Ça dépend du nombre d'heures de délestage quotidien. Moins de 2h par jour : un groupe diesel ou essence est plus simple et moins coûteux à l'investissement. Entre 2 et 6h : les deux options se valent selon votre budget et le prix local du carburant. Plus de 6h de coupure par jour (fréquent au Sénégal, en RDC, en Côte d'Ivoire) : le solaire avec batteries lithium devient plus économique sur 3 à 5 ans malgré l'investissement initial élevé.

Comment IZI gère-t-il les sessions pendant une coupure de courant ?

IZI détecte la coupure via le signal réseau ou l'arrêt du serveur et met automatiquement toutes les sessions actives en pause. Le crédit restant est préservé. À la reprise du courant, le gérant peut reprendre les sessions individuellement ou appliquer une compensation groupée. Contrairement aux logiciels traditionnels, aucune donnée de session n'est perdue même si le serveur redémarre à froid.

Combien de postes peut-on alimenter avec un groupe électrogène de 3 kVA ?

Un groupe de 3 kVA (environ 2 400 W utiles avec facteur de puissance 0,8) peut alimenter 5 à 6 postes gaming de 350 W chacun, plus l'éclairage et un switch réseau. Ne jamais charger à 100 % : visez 70–80 % de la capacité nominale pour préserver la durée de vie du groupe et éviter les coupures de surcharge. Pour une salle de 20 postes, prévoyez un groupe de 8–10 kVA minimum si vous voulez alimenter la moitié de la salle.

Que faire contre les surtensions au retour du courant ?

Trois niveaux de protection : (1) un parasurtenseur sur chaque prise — coût minimal, premier filet ; (2) un onduleur avec AVR (régulation automatique de tension) qui absorbe les pics avant qu'ils atteignent le matériel ; (3) un disjoncteur différentiel à l'entrée générale de la salle. Le retour de courant après une coupure est souvent instable pendant 2 à 5 secondes — c'est là que la plupart des dégâts se produisent. L'onduleur avec AVR est le minimum non négociable pour tout cybercafé ou salle gaming.

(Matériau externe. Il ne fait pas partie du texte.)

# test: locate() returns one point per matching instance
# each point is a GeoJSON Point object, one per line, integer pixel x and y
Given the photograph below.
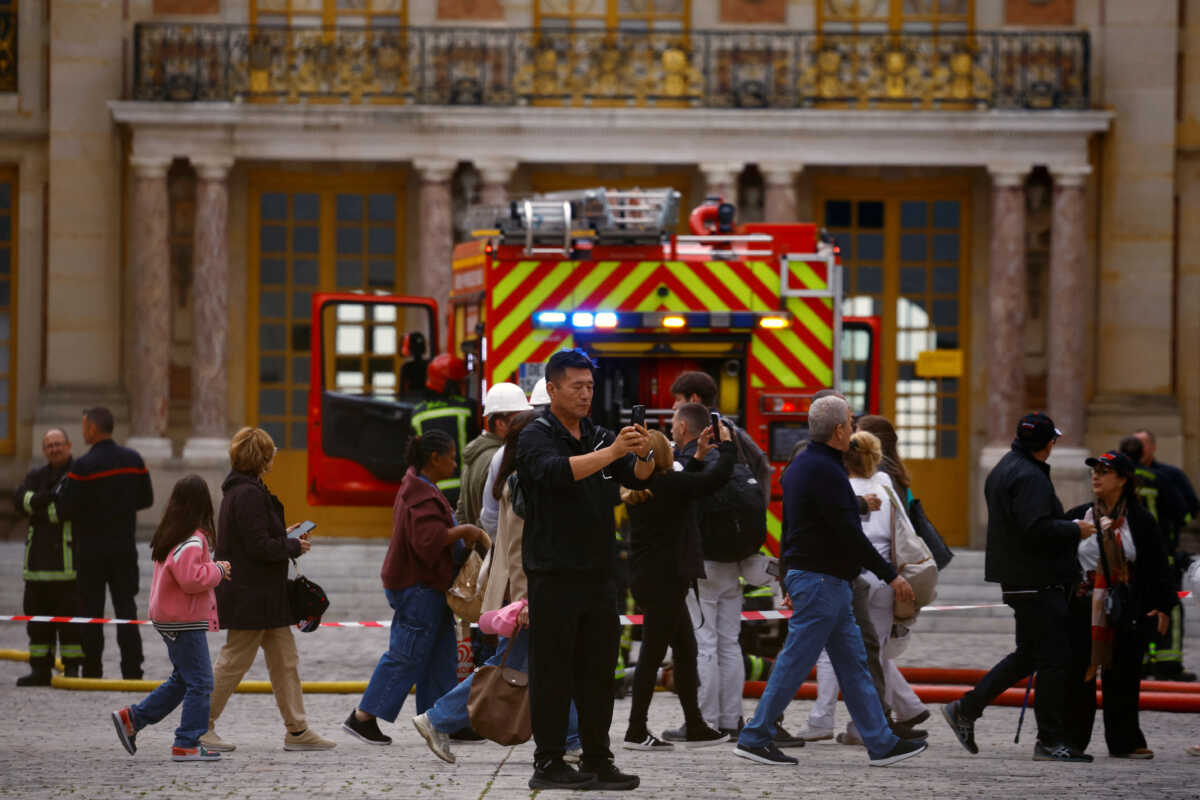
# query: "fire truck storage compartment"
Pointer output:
{"type": "Point", "coordinates": [365, 417]}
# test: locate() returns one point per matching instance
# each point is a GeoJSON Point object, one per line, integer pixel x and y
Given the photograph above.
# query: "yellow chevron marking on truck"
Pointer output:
{"type": "Point", "coordinates": [538, 294]}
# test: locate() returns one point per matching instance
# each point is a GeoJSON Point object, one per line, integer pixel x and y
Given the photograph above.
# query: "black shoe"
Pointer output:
{"type": "Point", "coordinates": [36, 678]}
{"type": "Point", "coordinates": [905, 732]}
{"type": "Point", "coordinates": [917, 720]}
{"type": "Point", "coordinates": [784, 739]}
{"type": "Point", "coordinates": [367, 732]}
{"type": "Point", "coordinates": [557, 774]}
{"type": "Point", "coordinates": [676, 734]}
{"type": "Point", "coordinates": [963, 727]}
{"type": "Point", "coordinates": [648, 743]}
{"type": "Point", "coordinates": [606, 777]}
{"type": "Point", "coordinates": [1060, 753]}
{"type": "Point", "coordinates": [705, 737]}
{"type": "Point", "coordinates": [903, 750]}
{"type": "Point", "coordinates": [467, 737]}
{"type": "Point", "coordinates": [766, 755]}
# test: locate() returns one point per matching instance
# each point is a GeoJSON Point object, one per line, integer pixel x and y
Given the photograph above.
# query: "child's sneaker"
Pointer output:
{"type": "Point", "coordinates": [198, 753]}
{"type": "Point", "coordinates": [125, 731]}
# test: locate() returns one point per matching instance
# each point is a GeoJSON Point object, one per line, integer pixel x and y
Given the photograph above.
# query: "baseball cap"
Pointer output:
{"type": "Point", "coordinates": [1036, 431]}
{"type": "Point", "coordinates": [1114, 459]}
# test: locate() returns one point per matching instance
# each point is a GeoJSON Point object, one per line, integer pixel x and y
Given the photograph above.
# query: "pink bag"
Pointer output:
{"type": "Point", "coordinates": [502, 621]}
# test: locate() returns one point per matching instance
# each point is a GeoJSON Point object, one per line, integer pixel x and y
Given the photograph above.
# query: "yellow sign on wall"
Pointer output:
{"type": "Point", "coordinates": [940, 364]}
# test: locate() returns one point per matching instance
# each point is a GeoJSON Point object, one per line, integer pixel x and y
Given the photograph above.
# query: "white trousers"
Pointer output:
{"type": "Point", "coordinates": [900, 698]}
{"type": "Point", "coordinates": [717, 620]}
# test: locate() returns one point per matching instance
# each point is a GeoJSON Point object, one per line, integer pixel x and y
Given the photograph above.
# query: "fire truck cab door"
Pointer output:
{"type": "Point", "coordinates": [361, 396]}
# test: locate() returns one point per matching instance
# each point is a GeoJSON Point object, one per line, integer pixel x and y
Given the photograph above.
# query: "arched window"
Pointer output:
{"type": "Point", "coordinates": [613, 14]}
{"type": "Point", "coordinates": [367, 13]}
{"type": "Point", "coordinates": [906, 16]}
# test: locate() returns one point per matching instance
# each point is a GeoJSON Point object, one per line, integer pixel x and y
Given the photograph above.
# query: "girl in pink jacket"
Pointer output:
{"type": "Point", "coordinates": [183, 609]}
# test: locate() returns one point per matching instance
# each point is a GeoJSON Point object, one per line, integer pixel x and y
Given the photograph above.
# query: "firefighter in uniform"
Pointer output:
{"type": "Point", "coordinates": [49, 564]}
{"type": "Point", "coordinates": [102, 494]}
{"type": "Point", "coordinates": [1164, 655]}
{"type": "Point", "coordinates": [448, 410]}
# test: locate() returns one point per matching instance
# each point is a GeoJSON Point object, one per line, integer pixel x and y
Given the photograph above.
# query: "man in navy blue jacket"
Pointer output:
{"type": "Point", "coordinates": [823, 548]}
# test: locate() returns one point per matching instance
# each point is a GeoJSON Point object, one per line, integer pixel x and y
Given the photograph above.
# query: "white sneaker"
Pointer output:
{"type": "Point", "coordinates": [808, 733]}
{"type": "Point", "coordinates": [438, 741]}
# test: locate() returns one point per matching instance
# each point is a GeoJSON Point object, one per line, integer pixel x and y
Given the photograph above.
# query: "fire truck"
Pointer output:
{"type": "Point", "coordinates": [757, 306]}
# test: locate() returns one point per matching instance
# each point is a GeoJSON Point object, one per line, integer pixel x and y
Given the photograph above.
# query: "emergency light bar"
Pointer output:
{"type": "Point", "coordinates": [732, 320]}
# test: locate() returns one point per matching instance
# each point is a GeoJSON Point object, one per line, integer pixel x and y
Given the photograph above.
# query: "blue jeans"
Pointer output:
{"type": "Point", "coordinates": [821, 619]}
{"type": "Point", "coordinates": [190, 683]}
{"type": "Point", "coordinates": [449, 714]}
{"type": "Point", "coordinates": [421, 649]}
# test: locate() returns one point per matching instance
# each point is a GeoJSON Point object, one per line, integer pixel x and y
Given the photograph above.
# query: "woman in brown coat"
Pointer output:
{"type": "Point", "coordinates": [253, 605]}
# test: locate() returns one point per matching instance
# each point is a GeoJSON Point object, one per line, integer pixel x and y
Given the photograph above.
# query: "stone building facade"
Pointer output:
{"type": "Point", "coordinates": [1011, 179]}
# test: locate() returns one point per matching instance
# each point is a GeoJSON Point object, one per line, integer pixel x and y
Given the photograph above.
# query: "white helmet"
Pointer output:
{"type": "Point", "coordinates": [503, 398]}
{"type": "Point", "coordinates": [539, 396]}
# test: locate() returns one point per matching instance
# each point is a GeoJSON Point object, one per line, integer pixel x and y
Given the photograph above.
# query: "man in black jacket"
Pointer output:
{"type": "Point", "coordinates": [823, 548]}
{"type": "Point", "coordinates": [1031, 554]}
{"type": "Point", "coordinates": [570, 471]}
{"type": "Point", "coordinates": [49, 564]}
{"type": "Point", "coordinates": [102, 495]}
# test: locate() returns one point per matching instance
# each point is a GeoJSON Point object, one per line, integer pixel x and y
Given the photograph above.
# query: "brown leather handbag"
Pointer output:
{"type": "Point", "coordinates": [498, 703]}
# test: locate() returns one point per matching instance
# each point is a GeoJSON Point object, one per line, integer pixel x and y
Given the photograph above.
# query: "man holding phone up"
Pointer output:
{"type": "Point", "coordinates": [570, 471]}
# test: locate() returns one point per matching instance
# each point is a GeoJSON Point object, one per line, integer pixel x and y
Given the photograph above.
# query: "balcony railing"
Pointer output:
{"type": "Point", "coordinates": [7, 50]}
{"type": "Point", "coordinates": [455, 66]}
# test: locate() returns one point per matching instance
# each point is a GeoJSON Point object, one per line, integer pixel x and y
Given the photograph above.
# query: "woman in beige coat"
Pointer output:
{"type": "Point", "coordinates": [505, 584]}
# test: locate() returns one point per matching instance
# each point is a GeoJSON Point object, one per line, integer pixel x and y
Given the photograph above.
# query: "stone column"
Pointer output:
{"type": "Point", "coordinates": [721, 179]}
{"type": "Point", "coordinates": [149, 278]}
{"type": "Point", "coordinates": [1068, 334]}
{"type": "Point", "coordinates": [779, 202]}
{"type": "Point", "coordinates": [210, 312]}
{"type": "Point", "coordinates": [496, 174]}
{"type": "Point", "coordinates": [1007, 298]}
{"type": "Point", "coordinates": [436, 245]}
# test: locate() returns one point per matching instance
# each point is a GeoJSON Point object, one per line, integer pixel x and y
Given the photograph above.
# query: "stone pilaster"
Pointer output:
{"type": "Point", "coordinates": [1067, 336]}
{"type": "Point", "coordinates": [436, 246]}
{"type": "Point", "coordinates": [149, 278]}
{"type": "Point", "coordinates": [779, 200]}
{"type": "Point", "coordinates": [1007, 301]}
{"type": "Point", "coordinates": [495, 174]}
{"type": "Point", "coordinates": [721, 179]}
{"type": "Point", "coordinates": [210, 308]}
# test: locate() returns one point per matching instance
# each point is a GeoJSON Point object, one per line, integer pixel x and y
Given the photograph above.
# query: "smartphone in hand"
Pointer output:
{"type": "Point", "coordinates": [301, 529]}
{"type": "Point", "coordinates": [639, 415]}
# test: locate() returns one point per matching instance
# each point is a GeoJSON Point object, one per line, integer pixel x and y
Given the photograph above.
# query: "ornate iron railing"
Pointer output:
{"type": "Point", "coordinates": [711, 68]}
{"type": "Point", "coordinates": [7, 50]}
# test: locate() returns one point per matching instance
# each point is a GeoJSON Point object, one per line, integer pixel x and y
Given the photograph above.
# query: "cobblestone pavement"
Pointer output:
{"type": "Point", "coordinates": [54, 743]}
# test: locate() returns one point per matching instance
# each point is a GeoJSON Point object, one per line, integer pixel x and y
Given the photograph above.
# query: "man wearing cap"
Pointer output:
{"type": "Point", "coordinates": [1031, 554]}
{"type": "Point", "coordinates": [499, 404]}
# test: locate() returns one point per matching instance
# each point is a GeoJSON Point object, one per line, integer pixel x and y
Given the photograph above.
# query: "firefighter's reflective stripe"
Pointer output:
{"type": "Point", "coordinates": [67, 572]}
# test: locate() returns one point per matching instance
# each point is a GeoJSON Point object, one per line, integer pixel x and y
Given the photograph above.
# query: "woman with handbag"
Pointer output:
{"type": "Point", "coordinates": [427, 546]}
{"type": "Point", "coordinates": [505, 583]}
{"type": "Point", "coordinates": [666, 561]}
{"type": "Point", "coordinates": [252, 606]}
{"type": "Point", "coordinates": [863, 461]}
{"type": "Point", "coordinates": [1126, 595]}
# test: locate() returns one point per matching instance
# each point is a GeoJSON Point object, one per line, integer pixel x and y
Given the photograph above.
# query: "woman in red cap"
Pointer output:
{"type": "Point", "coordinates": [1126, 595]}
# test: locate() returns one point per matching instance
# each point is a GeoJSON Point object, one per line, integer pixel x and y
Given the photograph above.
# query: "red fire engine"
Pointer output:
{"type": "Point", "coordinates": [757, 306]}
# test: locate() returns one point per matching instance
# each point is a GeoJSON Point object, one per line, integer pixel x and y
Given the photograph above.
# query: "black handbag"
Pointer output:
{"type": "Point", "coordinates": [306, 600]}
{"type": "Point", "coordinates": [924, 528]}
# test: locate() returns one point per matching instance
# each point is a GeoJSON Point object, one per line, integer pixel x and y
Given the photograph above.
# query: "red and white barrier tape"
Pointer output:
{"type": "Point", "coordinates": [625, 619]}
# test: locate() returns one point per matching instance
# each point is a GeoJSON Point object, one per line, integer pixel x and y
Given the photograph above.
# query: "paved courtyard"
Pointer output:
{"type": "Point", "coordinates": [54, 743]}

Une salle gaming à Abidjan, Dakar ou Kinshasa peut-elle être rentable malgré les coupures ?

Oui, à condition d'intégrer le coût énergétique dans le calcul de rentabilité dès le départ. Le coût du groupe (carburant + maintenance) ou du solaire (amortissement) devient une ligne de charge fixe comme le loyer. Les salles qui échouent sont celles qui sous-estiment ce coût ou qui n'ont pas de solution de secours et perdent des revenus à chaque délestage. Avec une infrastructure adaptée, les marchés africains sont très porteurs — la demande gaming est forte et la concurrence reste limitée dans beaucoup de villes.